Pierre McSween
Independent Criminals
    Pierre McSween was born in or  around 1936. Over the years, he would become  a force  in  the city's west-end, heading  a group  that  waged war against the powerful Dubois Gang, before switching sides to become one of Quebec's best known informants.

     McSween  and  his  brother  Jacques  joined  the  Dubois Gang in 1957, after  allegedly meeting one of  the Dubois brothers in a reform school. McSween was serving a two year sentence for theft.

     He  and his crew, McSween would later testify, primarily worked as truck  hijackers, selling the  merchandise to the  Dubois Gang. The latter would  also  allegedly supply McSween and his friends with the weapons and stolen cars needed for the heists.

     McSween and his bunch became uphappy with their shares from the hijackings and left the group to form their own  gang. The leader of  the gang was Jacques McSween, and  the  other members of the group included McSween's other brother André, Roger "Le Moineau" Létourneau, Gilles Roy, and Paul-Émile Lapointe.

     The Dubois Gang soon tried to takeover the McSween Gang's territory in southwestern Montreal. The latter resisted. "Our gang tried to take the control, we tried t o go  too far  and  them, they  try to take our control  and  after, people  get  killed like that," McSween later  told  the
Connections CBC tv series about organized crime in Canada.

     On October 5, 1974, McSween's brother Jacques was ambushed outside his Longueuil home and riddled with bullets. Donald Lavoie, a Dubois Gang hitman, would later turn informant and testify that he participated in the hit. While he sat behind the wheel of a van, Lavoie claimed, three men, including Jean-Guy  and  Adrien Dubois, shot  down  Jacques  McSween. The brothers were  acquitted of  the murder.

     On February 13, 1975, the eve St. Valentine's Day, three  masked  men  burst  into  the bar of the
Hotel Lapiniere and opened fire. Four McSween Gang  members - Roger Létourneau, Pierre Provost, André Lefebvre, and  Richard Bannon - were killed. Five others, including Gilles Roy  and  Paul-Émile Lapointe, were injured.

     In  all, the "war of the west," as the media dubbed the  underworld  power struggle, resulted  in  a dozen of so deaths, with the Dubois Gang as the clear winner. 

     With his gang in shambles, McSween cut a deal with authorities. He testified  at the Quebec Police Commission's inquiry  into  organized  crime, providing  details  on  Dubois Gang's  activities. On  the stand, McSween, who  admitted to participating in five or six murders, had some  harsh words to say about his former enemies:

     "In our bunch, now, we all stuck together. If we pulled something off, it was worth something to all of  us, but  the  Dubois there, say like [Claude] Dubeau or [Donald] Lavoie  who  worked for them just like that, just for the  murders, they're  not  really  in the gang...what you could call real bastards, they'll go  and  kill somebody for five hundred bucks, a thousand bucks...they work for peanuts, they get no more than five hundred bucks, they're not even in the business..."

     McSween was paid $15,000 for his testimony, with the promise of an additional $250 a month for life, and relocated with his family to a location in Ontario.

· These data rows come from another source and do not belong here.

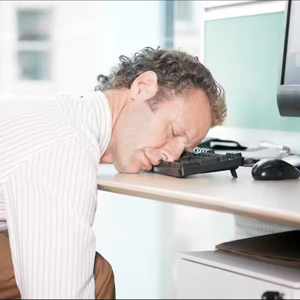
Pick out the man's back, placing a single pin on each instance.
(49, 152)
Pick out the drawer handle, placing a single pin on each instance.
(269, 295)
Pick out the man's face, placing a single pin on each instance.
(143, 138)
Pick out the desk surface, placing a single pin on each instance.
(277, 201)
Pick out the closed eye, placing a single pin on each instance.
(173, 132)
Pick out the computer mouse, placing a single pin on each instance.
(294, 160)
(274, 169)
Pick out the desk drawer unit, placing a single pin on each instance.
(213, 275)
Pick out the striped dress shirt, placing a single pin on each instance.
(50, 148)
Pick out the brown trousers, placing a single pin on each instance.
(104, 277)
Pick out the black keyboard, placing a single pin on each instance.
(200, 160)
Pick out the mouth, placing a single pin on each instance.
(148, 165)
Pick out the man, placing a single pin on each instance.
(150, 108)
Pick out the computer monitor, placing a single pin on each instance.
(288, 96)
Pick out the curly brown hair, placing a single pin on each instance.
(177, 73)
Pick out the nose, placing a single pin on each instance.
(171, 153)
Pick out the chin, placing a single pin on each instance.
(128, 169)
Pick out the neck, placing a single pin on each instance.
(117, 100)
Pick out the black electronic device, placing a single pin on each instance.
(274, 169)
(294, 160)
(200, 161)
(288, 96)
(220, 144)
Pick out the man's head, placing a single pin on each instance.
(170, 102)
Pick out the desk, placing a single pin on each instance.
(276, 201)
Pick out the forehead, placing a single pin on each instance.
(193, 116)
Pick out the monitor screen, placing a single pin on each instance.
(292, 64)
(288, 96)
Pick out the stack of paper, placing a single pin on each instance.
(279, 248)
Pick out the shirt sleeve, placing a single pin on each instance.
(51, 203)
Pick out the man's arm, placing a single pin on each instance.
(51, 203)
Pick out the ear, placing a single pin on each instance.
(144, 86)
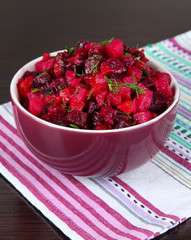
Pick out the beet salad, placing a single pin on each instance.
(101, 86)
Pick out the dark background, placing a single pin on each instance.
(29, 28)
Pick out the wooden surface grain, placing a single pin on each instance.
(29, 28)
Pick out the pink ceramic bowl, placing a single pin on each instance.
(92, 152)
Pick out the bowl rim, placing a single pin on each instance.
(155, 64)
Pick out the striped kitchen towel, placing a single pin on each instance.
(139, 205)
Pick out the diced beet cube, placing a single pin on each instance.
(100, 97)
(92, 106)
(59, 66)
(129, 79)
(94, 49)
(95, 89)
(148, 83)
(56, 115)
(78, 99)
(162, 86)
(89, 79)
(36, 103)
(123, 121)
(142, 117)
(100, 79)
(25, 86)
(113, 99)
(144, 100)
(105, 68)
(45, 56)
(43, 65)
(136, 73)
(158, 104)
(80, 49)
(108, 114)
(116, 66)
(76, 82)
(163, 75)
(128, 106)
(53, 99)
(141, 65)
(115, 49)
(128, 60)
(70, 75)
(66, 95)
(91, 65)
(125, 93)
(77, 118)
(41, 79)
(58, 84)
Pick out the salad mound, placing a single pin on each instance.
(101, 86)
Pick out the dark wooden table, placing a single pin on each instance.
(29, 28)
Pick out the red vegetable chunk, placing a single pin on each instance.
(95, 86)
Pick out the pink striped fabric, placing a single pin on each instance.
(137, 206)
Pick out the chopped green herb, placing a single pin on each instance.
(90, 94)
(101, 102)
(76, 90)
(114, 86)
(59, 87)
(35, 90)
(107, 41)
(45, 71)
(93, 67)
(70, 50)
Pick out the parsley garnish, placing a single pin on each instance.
(114, 86)
(106, 42)
(34, 90)
(90, 94)
(73, 125)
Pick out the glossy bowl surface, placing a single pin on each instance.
(92, 153)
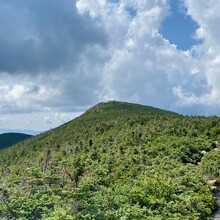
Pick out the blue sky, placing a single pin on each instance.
(179, 28)
(58, 58)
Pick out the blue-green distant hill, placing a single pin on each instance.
(9, 139)
(116, 161)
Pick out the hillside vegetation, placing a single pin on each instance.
(116, 161)
(8, 139)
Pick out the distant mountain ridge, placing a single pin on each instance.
(9, 139)
(118, 160)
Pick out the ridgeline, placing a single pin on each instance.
(116, 161)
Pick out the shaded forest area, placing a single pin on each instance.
(116, 161)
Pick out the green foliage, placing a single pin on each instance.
(116, 161)
(211, 163)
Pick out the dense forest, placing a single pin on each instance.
(117, 161)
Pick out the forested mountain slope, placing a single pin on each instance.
(116, 161)
(8, 139)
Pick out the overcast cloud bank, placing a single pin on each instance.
(57, 58)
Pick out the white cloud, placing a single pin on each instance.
(101, 49)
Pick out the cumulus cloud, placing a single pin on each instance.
(63, 56)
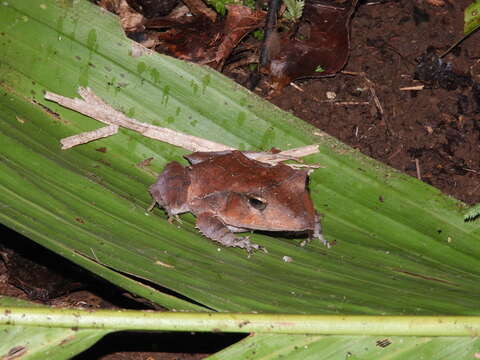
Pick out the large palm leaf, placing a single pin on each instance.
(402, 247)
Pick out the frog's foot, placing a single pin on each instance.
(174, 218)
(213, 228)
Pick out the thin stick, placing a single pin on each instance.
(97, 109)
(88, 136)
(415, 88)
(376, 100)
(417, 165)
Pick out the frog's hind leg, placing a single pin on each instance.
(171, 189)
(211, 227)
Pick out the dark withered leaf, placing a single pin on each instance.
(321, 42)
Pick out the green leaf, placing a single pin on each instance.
(472, 18)
(472, 213)
(401, 246)
(28, 342)
(311, 347)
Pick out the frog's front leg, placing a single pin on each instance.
(213, 228)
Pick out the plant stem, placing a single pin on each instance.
(234, 322)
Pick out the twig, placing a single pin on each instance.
(88, 136)
(417, 166)
(94, 107)
(296, 86)
(415, 88)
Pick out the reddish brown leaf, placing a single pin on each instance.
(203, 41)
(240, 21)
(321, 42)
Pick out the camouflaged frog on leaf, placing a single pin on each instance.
(229, 192)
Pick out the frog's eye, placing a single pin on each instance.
(257, 202)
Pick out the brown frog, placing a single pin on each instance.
(229, 192)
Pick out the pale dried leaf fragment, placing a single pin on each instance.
(88, 136)
(94, 107)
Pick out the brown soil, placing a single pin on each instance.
(432, 133)
(439, 128)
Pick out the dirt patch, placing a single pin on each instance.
(434, 132)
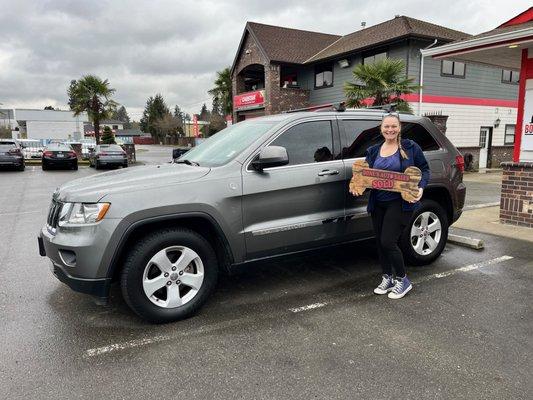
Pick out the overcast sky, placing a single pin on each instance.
(176, 47)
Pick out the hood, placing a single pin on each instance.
(93, 188)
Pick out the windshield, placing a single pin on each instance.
(227, 144)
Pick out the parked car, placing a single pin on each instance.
(59, 155)
(255, 190)
(108, 155)
(31, 148)
(11, 154)
(178, 152)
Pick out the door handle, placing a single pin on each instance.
(328, 172)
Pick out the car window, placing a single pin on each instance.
(360, 135)
(308, 142)
(6, 146)
(363, 134)
(420, 135)
(58, 147)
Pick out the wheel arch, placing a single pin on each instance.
(442, 196)
(201, 223)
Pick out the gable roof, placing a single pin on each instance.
(395, 28)
(287, 44)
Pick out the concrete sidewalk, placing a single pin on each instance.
(487, 220)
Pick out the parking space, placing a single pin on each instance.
(304, 326)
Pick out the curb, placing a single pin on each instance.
(476, 244)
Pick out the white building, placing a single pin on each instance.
(43, 124)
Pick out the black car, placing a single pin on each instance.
(179, 151)
(59, 155)
(11, 154)
(109, 155)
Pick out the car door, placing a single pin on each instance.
(356, 136)
(299, 205)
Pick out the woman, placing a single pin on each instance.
(390, 213)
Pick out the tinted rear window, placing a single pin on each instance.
(111, 148)
(58, 147)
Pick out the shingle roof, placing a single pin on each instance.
(289, 45)
(397, 27)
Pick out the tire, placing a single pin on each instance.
(420, 245)
(151, 258)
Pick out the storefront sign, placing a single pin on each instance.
(527, 126)
(368, 178)
(249, 100)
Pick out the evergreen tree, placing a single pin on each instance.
(107, 136)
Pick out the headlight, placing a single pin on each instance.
(82, 213)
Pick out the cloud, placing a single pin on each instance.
(176, 47)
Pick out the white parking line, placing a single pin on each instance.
(484, 205)
(225, 324)
(467, 268)
(308, 307)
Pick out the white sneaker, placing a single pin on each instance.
(385, 286)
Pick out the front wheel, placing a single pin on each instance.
(169, 275)
(425, 236)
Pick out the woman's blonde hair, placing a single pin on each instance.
(397, 116)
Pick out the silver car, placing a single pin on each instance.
(261, 188)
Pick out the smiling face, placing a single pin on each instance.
(390, 128)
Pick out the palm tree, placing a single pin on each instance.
(221, 93)
(384, 81)
(92, 95)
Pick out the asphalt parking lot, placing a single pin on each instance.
(299, 327)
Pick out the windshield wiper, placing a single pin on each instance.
(188, 162)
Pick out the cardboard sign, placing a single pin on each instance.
(405, 183)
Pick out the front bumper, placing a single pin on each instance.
(77, 255)
(94, 287)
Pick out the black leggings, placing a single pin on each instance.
(389, 221)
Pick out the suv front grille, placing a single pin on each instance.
(53, 215)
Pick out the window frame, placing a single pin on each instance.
(346, 142)
(505, 142)
(316, 73)
(452, 75)
(510, 81)
(335, 137)
(374, 55)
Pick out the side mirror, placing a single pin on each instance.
(271, 156)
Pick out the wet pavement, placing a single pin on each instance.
(297, 327)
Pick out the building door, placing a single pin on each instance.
(485, 142)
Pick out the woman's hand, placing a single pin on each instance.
(355, 192)
(420, 193)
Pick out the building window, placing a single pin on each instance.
(324, 75)
(374, 57)
(509, 76)
(509, 134)
(453, 68)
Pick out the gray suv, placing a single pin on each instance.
(260, 188)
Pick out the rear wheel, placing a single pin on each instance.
(424, 238)
(169, 275)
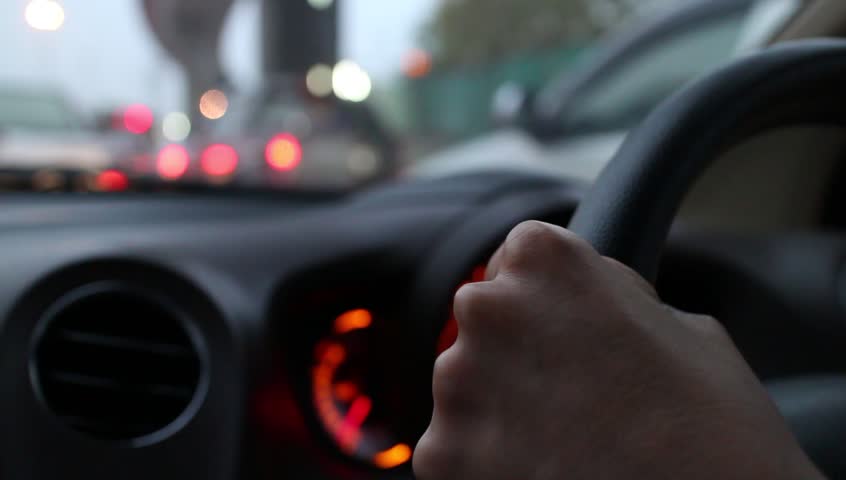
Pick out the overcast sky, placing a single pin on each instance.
(105, 54)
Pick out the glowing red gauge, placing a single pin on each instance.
(347, 397)
(450, 331)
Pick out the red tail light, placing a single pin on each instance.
(172, 162)
(219, 160)
(284, 152)
(138, 119)
(112, 181)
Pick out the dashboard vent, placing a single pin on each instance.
(116, 363)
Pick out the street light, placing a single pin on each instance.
(45, 15)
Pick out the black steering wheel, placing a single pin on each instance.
(628, 213)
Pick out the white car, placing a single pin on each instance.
(576, 123)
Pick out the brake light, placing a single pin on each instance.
(219, 160)
(112, 181)
(138, 119)
(284, 152)
(172, 162)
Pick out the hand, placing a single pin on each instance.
(569, 367)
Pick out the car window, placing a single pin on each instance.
(624, 97)
(35, 113)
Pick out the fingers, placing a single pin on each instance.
(623, 269)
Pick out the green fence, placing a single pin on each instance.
(456, 104)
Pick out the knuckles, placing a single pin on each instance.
(436, 457)
(452, 387)
(534, 245)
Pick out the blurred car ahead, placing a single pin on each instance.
(576, 123)
(45, 142)
(282, 136)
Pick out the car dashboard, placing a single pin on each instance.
(198, 336)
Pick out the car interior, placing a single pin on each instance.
(292, 334)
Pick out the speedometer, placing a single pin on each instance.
(352, 397)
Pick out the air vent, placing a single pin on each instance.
(116, 363)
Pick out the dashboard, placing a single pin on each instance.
(293, 336)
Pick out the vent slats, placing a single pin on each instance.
(123, 343)
(117, 364)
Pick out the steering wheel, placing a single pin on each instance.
(628, 213)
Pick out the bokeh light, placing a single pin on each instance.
(219, 160)
(112, 181)
(283, 152)
(138, 119)
(320, 4)
(172, 162)
(350, 82)
(176, 126)
(417, 63)
(319, 80)
(44, 15)
(213, 104)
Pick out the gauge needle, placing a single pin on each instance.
(350, 430)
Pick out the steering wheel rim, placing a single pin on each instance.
(628, 213)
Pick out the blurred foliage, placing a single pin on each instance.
(468, 32)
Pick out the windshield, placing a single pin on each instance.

     During an interview for the
Connections CBC television series, McSween said "You know, if I did something, I don't dream about that. I mean, I dream about something else, you know, maybe it's me I'm gonna get killed. One day maybe it's going to be  my turn, you know, it's  a, you just worry about me, I don't worry about the other people."

     McSween soon regretted testifying at the commission, complaining that police backed out of their promise of $250 monthly payments, and was seen back in  Montreal, driving  a taxi.

     The underworld certainly didn't appreciate McSween showing his face around Montreal again and there were  several  attempts on  his life. McSween was shot  at on four occasions  and  had  his taxi bombed once but always escaped injury.

     In May 1983, police  arrested McSween and charged him with writing a total of $30,000 worth of bad  cheques  from  October 1982  to  April 1983. He  was  convicted  and  sentenced to 927 days in prison.

     For  his  own  protection, McSween  was  kept  in protective  custody in  prison. According to  a
Montreal Gazette article, inmates would spit at him whenever they got close enough.

     On  April 1, 1984, McSween became sick in his prison cell. He was  brought to  a  Laval hospital, where he later died, apparently of a heart attack.